Ray tracing is a technique for generating realistic 2D images of 3D scenes. It models the movement of light by casting rays backwards from an imaginary camera into the 3D scene. When the ray collides with an object, the colour of that object at that point determines the colour that reaches the camera.


This series of visual experiments ignores the imaginary camera and instead, visualizes rays of light emanating from light sources in a 2D scene. The rays of light bounce off random arrangements of rectangles and ellipses. Sometimes the light is absorbed, other times it reflects or refracts, creating unusual patterns of shadow and light.













Future Directions #
Drawing a line to represent each ray of light has significant downsides. First, the area close to the light source appears very bright and has a high density of rays whereas the area further away is dark, with a low density. The low density areas don’t make a good representation of lighting in the area and aren’t visually appealing. In fact, a lot of these images look much better at a small scale than zoomed in.
The second issue is the moiré artifacts that occur regularly throughout these images.

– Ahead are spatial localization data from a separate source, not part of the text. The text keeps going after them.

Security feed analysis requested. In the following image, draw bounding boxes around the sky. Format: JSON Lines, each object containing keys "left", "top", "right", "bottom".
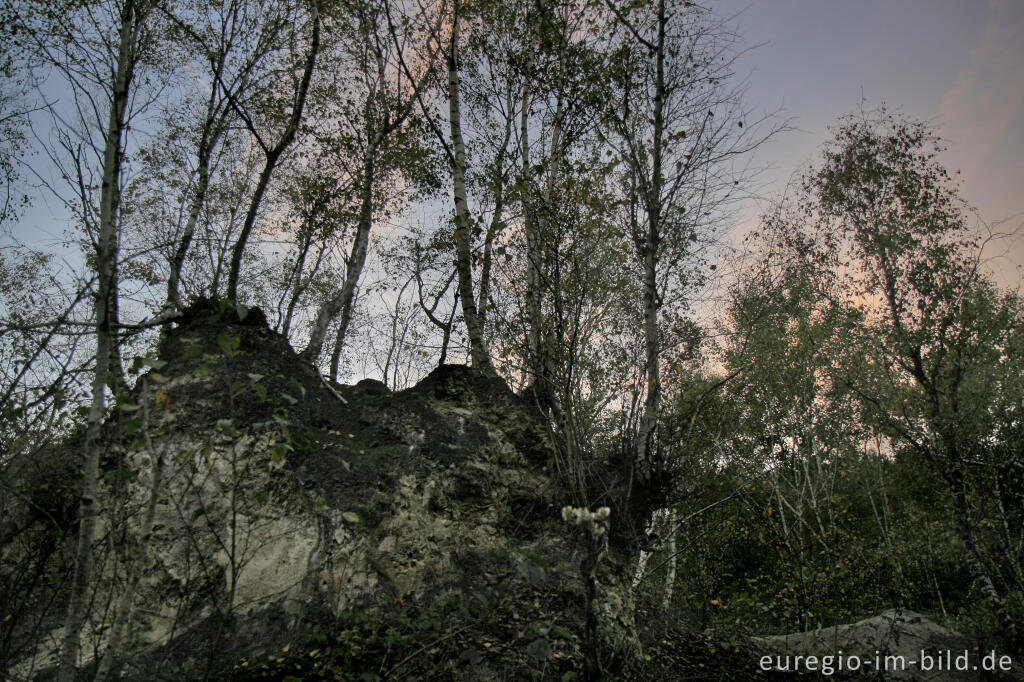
{"left": 9, "top": 0, "right": 1024, "bottom": 290}
{"left": 715, "top": 0, "right": 1024, "bottom": 288}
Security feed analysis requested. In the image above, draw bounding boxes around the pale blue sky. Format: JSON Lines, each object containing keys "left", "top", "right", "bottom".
{"left": 718, "top": 0, "right": 1024, "bottom": 285}
{"left": 10, "top": 1, "right": 1023, "bottom": 287}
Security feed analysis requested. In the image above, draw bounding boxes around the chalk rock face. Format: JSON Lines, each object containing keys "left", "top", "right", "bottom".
{"left": 752, "top": 608, "right": 1022, "bottom": 681}
{"left": 25, "top": 300, "right": 637, "bottom": 679}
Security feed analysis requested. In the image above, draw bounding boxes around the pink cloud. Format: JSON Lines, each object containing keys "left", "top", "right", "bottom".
{"left": 937, "top": 1, "right": 1024, "bottom": 185}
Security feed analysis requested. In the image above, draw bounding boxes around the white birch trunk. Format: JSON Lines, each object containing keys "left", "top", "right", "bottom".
{"left": 661, "top": 508, "right": 676, "bottom": 610}
{"left": 447, "top": 4, "right": 493, "bottom": 373}
{"left": 634, "top": 0, "right": 667, "bottom": 484}
{"left": 58, "top": 0, "right": 138, "bottom": 676}
{"left": 95, "top": 409, "right": 166, "bottom": 679}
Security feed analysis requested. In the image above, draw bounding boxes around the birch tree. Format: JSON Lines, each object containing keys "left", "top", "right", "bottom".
{"left": 601, "top": 0, "right": 767, "bottom": 526}
{"left": 778, "top": 109, "right": 1024, "bottom": 653}
{"left": 444, "top": 0, "right": 494, "bottom": 372}
{"left": 13, "top": 0, "right": 160, "bottom": 674}
{"left": 224, "top": 0, "right": 321, "bottom": 301}
{"left": 301, "top": 0, "right": 439, "bottom": 371}
{"left": 155, "top": 0, "right": 300, "bottom": 309}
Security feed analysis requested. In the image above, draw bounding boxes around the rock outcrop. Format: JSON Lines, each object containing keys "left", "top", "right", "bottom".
{"left": 10, "top": 300, "right": 637, "bottom": 680}
{"left": 752, "top": 608, "right": 1023, "bottom": 681}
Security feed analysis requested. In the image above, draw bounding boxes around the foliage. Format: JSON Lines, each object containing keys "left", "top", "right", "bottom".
{"left": 645, "top": 109, "right": 1023, "bottom": 650}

Drawing more lines becomes computationally expensive and only magnifies the first problem. Instead, iterating through each pixel of the output image and determining the rays which affect it could produce more compelling results.
Another interesting idea would be to visualize the light not as solid lines but as waves. If each line varied between light and dark over some wavelength then really interesting interference patterns could form where the rays overlap.